What does it mean to participate in society? In our neoliberal era, whose social and political effects are even more glaring in the pandemic, this is not at all clear. In his book Undoing the Demos: The Stealth Revolution of Neoliberalism, Wendy Brown showed how neoliberalism is not only an economic and political system but also a governing rationality in its own right, a kind of common sense. For many in the United States and around the world, the very notion of public good has become less conceivable. Under these conditions, Brown recently explained, “our freedom rests on our ability to do what we want as individuals.” On the far right, this libertarian ethic has combined with anti-democratic policies and policies to form what Brown calls “authoritarian liberalism.”

We find a paradigmatic example of authoritarian liberalism in the contemporary politics of sincere religious belief. Like I wrote in these pages from last year, the sincere belief “names a distinctly American way of being free and to be religious: as an individual, in an unsystematic way and without regard for others. To remain unvaccinated, or to pack sanctuary during the peak of pre-vaccination infection surges, is a personal freedom. And when he is sincere and religious, he is worth protecting, no matter who else might be hurt. Moreover, sincere religious beliefs insulate their holder from criticism. They offer a right to opt out not only from the requirements of democratic participation, but also from the democratic process of deliberation, give reasons and argue. You can always say, when pushed, “Don’t question my faith.”
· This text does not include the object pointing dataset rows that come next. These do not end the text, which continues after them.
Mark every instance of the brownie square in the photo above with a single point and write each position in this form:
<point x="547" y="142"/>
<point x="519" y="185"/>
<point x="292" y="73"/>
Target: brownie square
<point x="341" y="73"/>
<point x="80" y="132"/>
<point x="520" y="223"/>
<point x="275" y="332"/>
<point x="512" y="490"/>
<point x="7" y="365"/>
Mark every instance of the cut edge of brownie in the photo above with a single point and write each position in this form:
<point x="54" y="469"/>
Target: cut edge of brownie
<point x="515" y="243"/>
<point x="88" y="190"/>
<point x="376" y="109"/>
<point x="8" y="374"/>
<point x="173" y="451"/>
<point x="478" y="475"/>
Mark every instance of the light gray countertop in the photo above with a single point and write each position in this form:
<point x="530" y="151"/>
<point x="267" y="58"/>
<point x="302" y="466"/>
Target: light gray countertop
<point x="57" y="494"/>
And yet, I want to suggest that sincerity might offer, perhaps unexpectedly, an ethic worth pursuing. Sincerity could – should be – fundamentally social, not antisocial. Like the anthropologist Webb Keane Explain, when I speak sincerely, “not only do I produce words that reveal my inner state but I produce them for you; I make myself (as the inner self) available to you in the form of external, publicly available expressions. You cannot be sincere on your own. You need to talk to other people. Today, sincere religious beliefs are increasingly deployed in the service of the opposite function. Plaintiffs — at least white conservative Christian plaintiffs whose religious beliefs are recognized as normatively religious — have little to do to explain or defend their beliefs. They just hold them, sincerely. How could our policy be different if the claims of sincerity were an invitation to dialogue rather than a talk-stopper? A chance to negotiate a resolution with each other in good faith?